Mohon tunggu...
Siti Khotimah
Siti Khotimah Mohon Tunggu... Lainnya - Penulis Lepas

Menulis adalah kegiatan budaya manusia untuk mengungkapkan kebenaran yang tersembunyi, diri sejati yang tersembunyi dan bahasa yang tersembunyi.

Selanjutnya

Tutup

Inovasi

Fenomena Covid-19 dalam Arus Media Sosial

23 Mei 2020   14:00 Diperbarui: 23 Mei 2020   13:58 217
+
Laporkan Konten
Laporkan Akun
Kompasiana adalah platform blog. Konten ini menjadi tanggung jawab bloger dan tidak mewakili pandangan redaksi Kompas.
Lihat foto
Media.

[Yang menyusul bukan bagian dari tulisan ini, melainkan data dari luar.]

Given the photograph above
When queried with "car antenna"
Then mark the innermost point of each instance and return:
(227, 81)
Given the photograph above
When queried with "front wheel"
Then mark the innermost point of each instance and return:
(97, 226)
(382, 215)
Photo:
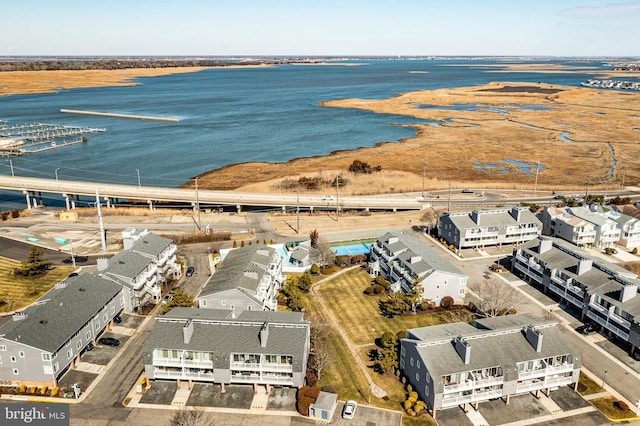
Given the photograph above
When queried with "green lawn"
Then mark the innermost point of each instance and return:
(17, 292)
(359, 316)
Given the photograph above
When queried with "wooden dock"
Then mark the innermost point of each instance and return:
(37, 137)
(116, 115)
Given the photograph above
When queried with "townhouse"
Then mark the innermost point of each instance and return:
(146, 262)
(601, 291)
(460, 364)
(480, 228)
(46, 339)
(403, 260)
(247, 279)
(218, 346)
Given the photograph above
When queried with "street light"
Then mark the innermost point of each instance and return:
(604, 379)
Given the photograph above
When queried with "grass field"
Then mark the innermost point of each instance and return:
(16, 293)
(359, 314)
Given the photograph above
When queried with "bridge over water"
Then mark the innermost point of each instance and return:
(110, 194)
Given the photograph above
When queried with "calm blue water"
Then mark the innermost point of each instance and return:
(230, 116)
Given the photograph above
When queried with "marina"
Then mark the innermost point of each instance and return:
(30, 138)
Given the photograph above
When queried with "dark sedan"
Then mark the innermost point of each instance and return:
(109, 341)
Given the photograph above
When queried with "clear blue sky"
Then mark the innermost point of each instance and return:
(320, 27)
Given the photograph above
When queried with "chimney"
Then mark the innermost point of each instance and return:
(187, 331)
(534, 338)
(545, 245)
(475, 217)
(264, 335)
(584, 264)
(103, 263)
(463, 348)
(628, 292)
(516, 213)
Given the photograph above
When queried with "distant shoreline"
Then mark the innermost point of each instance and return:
(51, 81)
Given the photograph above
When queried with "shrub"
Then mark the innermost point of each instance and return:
(447, 302)
(328, 270)
(621, 405)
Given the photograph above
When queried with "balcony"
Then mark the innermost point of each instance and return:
(181, 362)
(185, 374)
(256, 366)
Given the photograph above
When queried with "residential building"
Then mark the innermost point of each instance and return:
(402, 260)
(147, 262)
(457, 364)
(601, 291)
(247, 279)
(216, 346)
(480, 228)
(46, 339)
(559, 222)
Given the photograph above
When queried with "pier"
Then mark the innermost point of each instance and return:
(37, 137)
(116, 115)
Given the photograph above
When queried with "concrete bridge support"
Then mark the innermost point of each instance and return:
(28, 197)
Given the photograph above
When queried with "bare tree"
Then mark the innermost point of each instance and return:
(191, 416)
(493, 297)
(322, 253)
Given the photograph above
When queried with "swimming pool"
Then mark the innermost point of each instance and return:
(351, 249)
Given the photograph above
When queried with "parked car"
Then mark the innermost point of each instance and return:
(109, 341)
(586, 329)
(349, 409)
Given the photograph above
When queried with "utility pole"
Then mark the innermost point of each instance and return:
(535, 185)
(103, 239)
(197, 203)
(424, 172)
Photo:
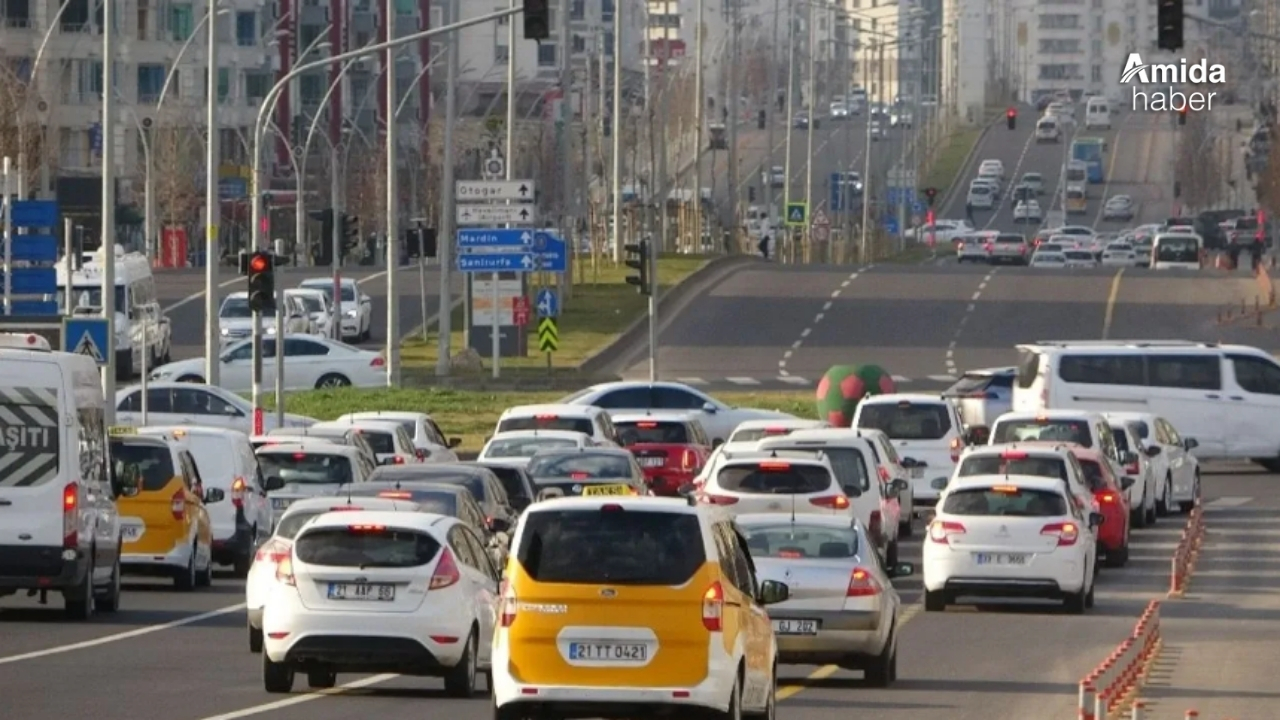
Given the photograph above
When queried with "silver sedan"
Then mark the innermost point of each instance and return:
(842, 609)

Sumber ilustrasi: PIXABAY/Free-photos

Hampir semua bentuk media sosial termanfaatkan di kalangan pengguna media sosial di Indonesia, seperti Instagram, WhatsApp, Facebook, Twitter, Youtube, Line, Link, Facebook Mesenger, Pinterest, We Chat, dan lain-lain. 

Artinya, informasi apapun yang berkembang sebagian besar penduduk di Indonesia berada di garda terdepan mengetahuinya. Sangat mungkin, mereka berusaha untuk menjadi orang pertama mengetahuinya, atau yang pertama menyebarkannya. Sesuatu kecenderungan sosial yang sangat tren di mayarakat Indonesia. Disana ada kebanggaan dan kesenangan tersendiri.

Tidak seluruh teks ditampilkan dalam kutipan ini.